Bastardization of protection of liberty via the Fourteenth Amendment quickly ensued, despite the readily discernable original meaning thereof; such has been followed by audacious misuse of the Ninth Amendment. That which is enumerated, along with our nation’s jurisprudence until nearly a century ago (which was consistent with original meanings which were employed by those who drafted , and ratified, the Constitution and Amendments thereto), became debased and, eventually, subordinate to ostensibly implied rights.

“Without originalism to cabin the Supreme Court — to maintain the amendment process as the means of constitutional change –the amendment process has been reduced to relatively minor changes. All the real action occurs at the Supreme Court.” P*175 “Originalism would restore the amendment process to its proper place as the exclusive mechanism of constitutional change.” P*176 Of course, “Congress[‘ ] expansion [of] protection beyond the Fourth Amendment’s original meaning” (p*218) is an example of a Constitutional response to original meaning being deemed to be inadequate protection [contrary to KATZ v. UNITED STATES (1967) overruling OLMSTEAD v. UNITED STATES (1928), an originalist opinion].

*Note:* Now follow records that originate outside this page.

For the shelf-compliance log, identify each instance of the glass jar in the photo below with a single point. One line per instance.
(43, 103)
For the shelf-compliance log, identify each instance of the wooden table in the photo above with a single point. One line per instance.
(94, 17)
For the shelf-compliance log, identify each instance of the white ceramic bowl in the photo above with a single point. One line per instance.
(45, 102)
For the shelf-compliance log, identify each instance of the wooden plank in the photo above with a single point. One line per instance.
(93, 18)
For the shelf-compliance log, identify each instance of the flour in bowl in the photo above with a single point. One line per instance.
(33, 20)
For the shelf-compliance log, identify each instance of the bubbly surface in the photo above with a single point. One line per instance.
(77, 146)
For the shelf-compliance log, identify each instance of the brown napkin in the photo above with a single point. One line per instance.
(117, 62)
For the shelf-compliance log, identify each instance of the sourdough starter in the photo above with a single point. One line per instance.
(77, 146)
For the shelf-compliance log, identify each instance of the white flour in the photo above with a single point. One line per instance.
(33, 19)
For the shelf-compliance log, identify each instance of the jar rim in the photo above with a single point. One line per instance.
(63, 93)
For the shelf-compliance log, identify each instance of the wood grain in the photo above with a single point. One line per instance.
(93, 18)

Justice Clarence Thomas seemed to concede within the eighth footnote to his concurring opinion in UNITEDSTATES v. LOPEZ (1995) that “[c]onsiderations of stare decisis and reliance interests may convince us that we cannot wipe the slate clean” [specifically therein, regarding rampant nonoriginalist (anti-Constitutional) Commerce Clause precedent)]. As LOPEZ itself demonstrates, however, the Supreme Court of the United States is indeed able to Constitutionally correct mistakes made by the Court.

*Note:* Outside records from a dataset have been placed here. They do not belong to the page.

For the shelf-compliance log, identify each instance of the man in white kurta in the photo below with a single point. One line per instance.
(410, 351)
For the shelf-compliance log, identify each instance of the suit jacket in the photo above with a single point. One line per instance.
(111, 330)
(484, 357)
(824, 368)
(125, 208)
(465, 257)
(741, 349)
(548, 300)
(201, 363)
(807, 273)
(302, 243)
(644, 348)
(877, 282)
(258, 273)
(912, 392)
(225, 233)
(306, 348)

Among Prof. Strang’s contributions to advancement of Originalism via ORIGINALISM’S PROMISE is his blueprint (so to speak) for handling nonoriginalist precedent. The case made thereby for not overruling BROWN v. BOARD OF EDUCATION (1954) is as compelling as is the case made thereby for overruling ROE v. WADE (1973). Such aspect of ORIGINALISM’S PROMISE, in-and-of-itself, well-distinguishes the book.

No less compelling is Prof. Strang’s natural law, Aristotelian analysis which delineates how nonoriginalist (anti — Constitutional) judges, to an exponential degree compared to drivers who drive on freeway shoulders when traffic is slow-moving, diminish their character, and, diminish the Rule of Law and concomitant social coordination, and, securing of the common good and human flourishing. Law, for such lawless, unfaithful, oath-disdaining judges, is ad hoc. Neither attorneys, litigants, nor citizens in general, may know what the law is until (an) unelected judge(s) say(s) what the law is, albeit without regard to the original public meaning of the pertinent portion(s) of the Constitution of the United States.

“Nonoriginalism, by definition, uses some other meaning, chosen by someone other than the Ratifiers; it is not the original meaning the Framers and Ratifiers employed to draft and authorize the Constitution. The fact of the unique Framing and Ratification of our Constitution is superfluous in nonoriginalist methodologies — it does not do any analytical work in interpretation. Instead, the Constitution’s text is an historical accident — a given — a vessel which must be filled with the meaning of the interpreter’s choice.” P*293

“In sum, the Constitution’s original meaning is the only means to access the written Constitution’s authoritative, prudential, coordinating decisions. Utilizing other meanings undermines the Framers’ and Ratifiers’ prudential judgments, rejects their authority, and destabilizes the social coordination established by the Constitution.” P*290

p*__: Page reference to ORIGINALISM’S PROMISE

Name: Carl Haglund
Rating: 1.0 out of 5 stars
Title: Poorly written and difficult to read
Date: Reviewed in the United States 🇺🇸 on May 11, 2022
Review: This book is poorly written. It’s overly complex and reads similar to a doctoral dissertation. Here’s just a common sample from the text, “My conception of original meaning originalism identifies the Constitution’s original meaning as possessing the same content as its original intent and the meaning derived from the original methods” (p 50).

And that’s one of the clearer sentences. If I wasn’t required to read it for a class, I’d stop. I keep getting distracted wondering how often the author can insert the word “original” into a single sentence.